The Scintillator is a crystal that gives off a little light pulse (Cherenkov radiation) when hit by a particle. Gamma rays (X-ray photons) for example. The reason is that the particle is traveling faster than the speed of light (in the crystal where the speed of light is less than in the air outside the crystal). This is not allowed, so the particle has to slow down by dumping energy, and it does so by emitting photons (light) in the visible spectra. (Actually, the particle rattles the crystal lattice, and it sends out light as it relaxes.)

A sensitive detector (here below: a photo multiplier tube) picks up the light from the crystal and converts it into a small electric impulses, one for each photon! In the pulse in the left picture below, there is a "forest" of impulses, probably thousands per sweep, more than the detector can separate. To the eye, it looks like a burst of noise on the oscilloscope.

 

A burst of 65 kV photons (X-rays) as detected --- and the LogProbe response

 

A simple X-ray machine, like a dental X-ray, has no rectifier built in. Every time the polarity of the line voltage is right, and the voltage is high enough, it does its job. 60 times/second here in the US. The sweep speed on the oscilloscope was 1 ms/cm, so the machine is only active about 1.6 ms every 16 ms or 10% of the time. Both pictures exposed for 1 s (~60 sweeps). PMT voltage = 1000 V. The vertical scale on the pictures are 2 V/cm on the left and 0.1 V/cm on the LogProbe output to the right.

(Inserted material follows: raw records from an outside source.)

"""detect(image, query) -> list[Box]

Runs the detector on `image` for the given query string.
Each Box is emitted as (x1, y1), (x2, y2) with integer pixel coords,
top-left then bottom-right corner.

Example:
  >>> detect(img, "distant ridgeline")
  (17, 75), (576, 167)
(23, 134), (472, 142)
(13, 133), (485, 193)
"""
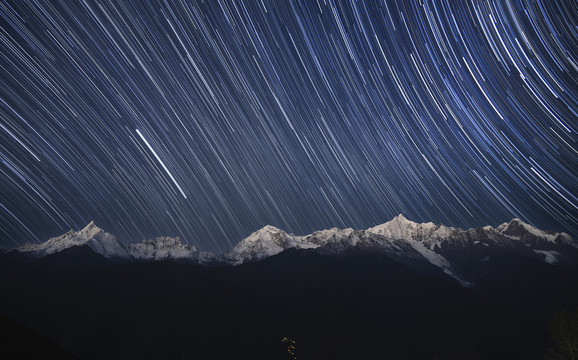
(0, 215), (578, 360)
(9, 215), (578, 286)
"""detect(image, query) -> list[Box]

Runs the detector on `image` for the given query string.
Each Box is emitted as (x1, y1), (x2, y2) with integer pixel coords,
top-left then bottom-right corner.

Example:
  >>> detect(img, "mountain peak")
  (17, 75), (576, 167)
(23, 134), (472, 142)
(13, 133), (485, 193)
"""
(17, 221), (128, 258)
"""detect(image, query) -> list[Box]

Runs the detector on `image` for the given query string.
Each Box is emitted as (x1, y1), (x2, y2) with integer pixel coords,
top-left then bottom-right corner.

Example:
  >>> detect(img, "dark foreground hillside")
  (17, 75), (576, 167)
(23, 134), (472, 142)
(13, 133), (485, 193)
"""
(0, 249), (578, 360)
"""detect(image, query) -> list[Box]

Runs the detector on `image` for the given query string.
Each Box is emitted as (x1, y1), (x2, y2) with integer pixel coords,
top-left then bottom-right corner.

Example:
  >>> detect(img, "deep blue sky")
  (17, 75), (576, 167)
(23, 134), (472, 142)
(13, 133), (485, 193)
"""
(0, 0), (578, 252)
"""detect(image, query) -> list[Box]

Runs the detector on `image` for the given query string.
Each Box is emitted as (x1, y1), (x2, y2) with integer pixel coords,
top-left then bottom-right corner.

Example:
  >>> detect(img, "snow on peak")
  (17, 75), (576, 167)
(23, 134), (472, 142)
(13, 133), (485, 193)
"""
(127, 236), (204, 261)
(224, 225), (315, 265)
(367, 214), (436, 241)
(496, 218), (577, 247)
(16, 221), (128, 258)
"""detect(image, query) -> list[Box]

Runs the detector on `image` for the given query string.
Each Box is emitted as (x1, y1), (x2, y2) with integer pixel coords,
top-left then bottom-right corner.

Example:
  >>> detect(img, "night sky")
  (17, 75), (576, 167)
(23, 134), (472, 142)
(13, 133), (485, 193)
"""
(0, 0), (578, 252)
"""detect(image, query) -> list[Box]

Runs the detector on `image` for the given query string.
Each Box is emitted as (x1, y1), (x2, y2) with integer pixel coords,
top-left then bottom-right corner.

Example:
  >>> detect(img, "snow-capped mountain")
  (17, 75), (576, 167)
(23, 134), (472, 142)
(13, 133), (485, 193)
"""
(16, 215), (578, 286)
(16, 221), (128, 258)
(127, 236), (215, 263)
(223, 225), (318, 265)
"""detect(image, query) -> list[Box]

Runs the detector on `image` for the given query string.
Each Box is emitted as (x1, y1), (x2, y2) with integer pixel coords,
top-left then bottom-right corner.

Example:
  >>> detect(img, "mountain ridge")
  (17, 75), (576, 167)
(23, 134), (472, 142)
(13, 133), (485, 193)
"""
(11, 214), (578, 287)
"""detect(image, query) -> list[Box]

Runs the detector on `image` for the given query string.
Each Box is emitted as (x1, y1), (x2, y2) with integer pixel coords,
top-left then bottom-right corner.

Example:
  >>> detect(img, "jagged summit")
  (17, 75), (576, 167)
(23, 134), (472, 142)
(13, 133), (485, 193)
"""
(17, 221), (128, 258)
(127, 236), (215, 263)
(17, 214), (578, 286)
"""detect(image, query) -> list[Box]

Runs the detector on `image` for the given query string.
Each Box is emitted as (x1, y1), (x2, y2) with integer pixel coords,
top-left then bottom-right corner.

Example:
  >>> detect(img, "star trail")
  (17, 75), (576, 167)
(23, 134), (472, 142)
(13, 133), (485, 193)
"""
(0, 0), (578, 252)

On the left picture we can see how the intensity grows in a mostly exponential manner. On the right it looks like this is basically true (straight line going up = exponential growth) although it is "broken" halfway, so the coefficient of the exponential function changes. There is furthermore a small blip just before the main pulse. This is not even visible in the left picture. Then the power is virtually constant for 1.4 ms before dropping again. At 1.5 ms to the right of the center is a last pulse, the nature of which I do not know. Maybe some resonant phenomena in the high voltage transformer.

It is clear that LogProbe does a good job of interpreting this complex signal. With an output pulse of 0.25 V above its base line, it is barely started on its logarithmic output response of 0.05 - 9.25 V and much stronger signals could have been displayed.